Quanto alle fatture elettroniche tra operatori economici, l’Agenzia potrà memorizzare nella “banca dati fattura integrati” anche il metodo di pagamento e la descrizione delle operazioni. Descrizione che, invece, non può essere memorizzata se le e-fatture sono emesse nei confronti dei consumatori finali o da parte di “cedenti/prestatori che operano nell’ambito del settore legale”.

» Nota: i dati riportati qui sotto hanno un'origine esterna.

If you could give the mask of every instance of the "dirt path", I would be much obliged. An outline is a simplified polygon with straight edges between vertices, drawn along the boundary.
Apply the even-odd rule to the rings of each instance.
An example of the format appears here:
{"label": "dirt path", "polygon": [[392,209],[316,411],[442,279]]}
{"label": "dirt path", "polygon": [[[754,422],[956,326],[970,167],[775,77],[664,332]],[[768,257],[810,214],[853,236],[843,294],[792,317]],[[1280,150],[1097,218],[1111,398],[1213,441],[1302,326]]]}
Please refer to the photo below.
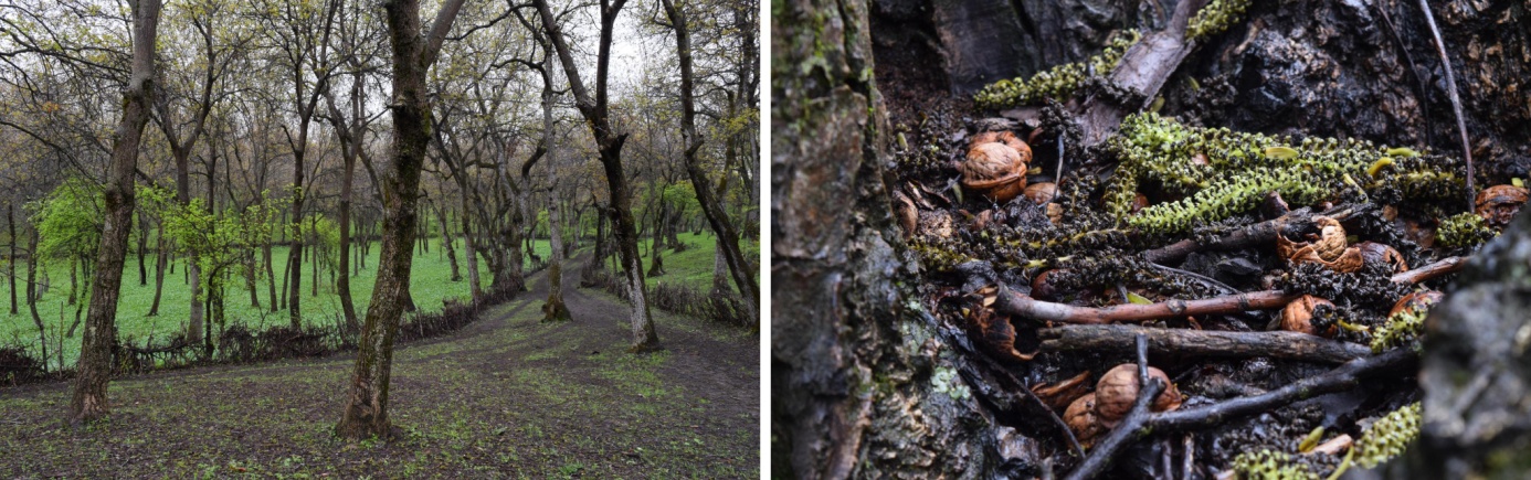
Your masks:
{"label": "dirt path", "polygon": [[112,384],[75,431],[67,384],[0,390],[0,477],[756,477],[756,335],[655,310],[666,350],[628,355],[626,306],[577,289],[539,323],[533,290],[395,355],[392,443],[331,436],[352,358],[208,367]]}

Proprio in ragione della delicatezza delle informazioni che possono essere contenute nella descrizione di tali operazioni, le fatture elettroniche emesse da prestatori che operano nel settore legale, “individuate in base al codice ATECO del cedente/prestatore, saranno memorizzate in modalità cifrata”, in modo da garantirne l’intelligibilità nella suddetta banca dati.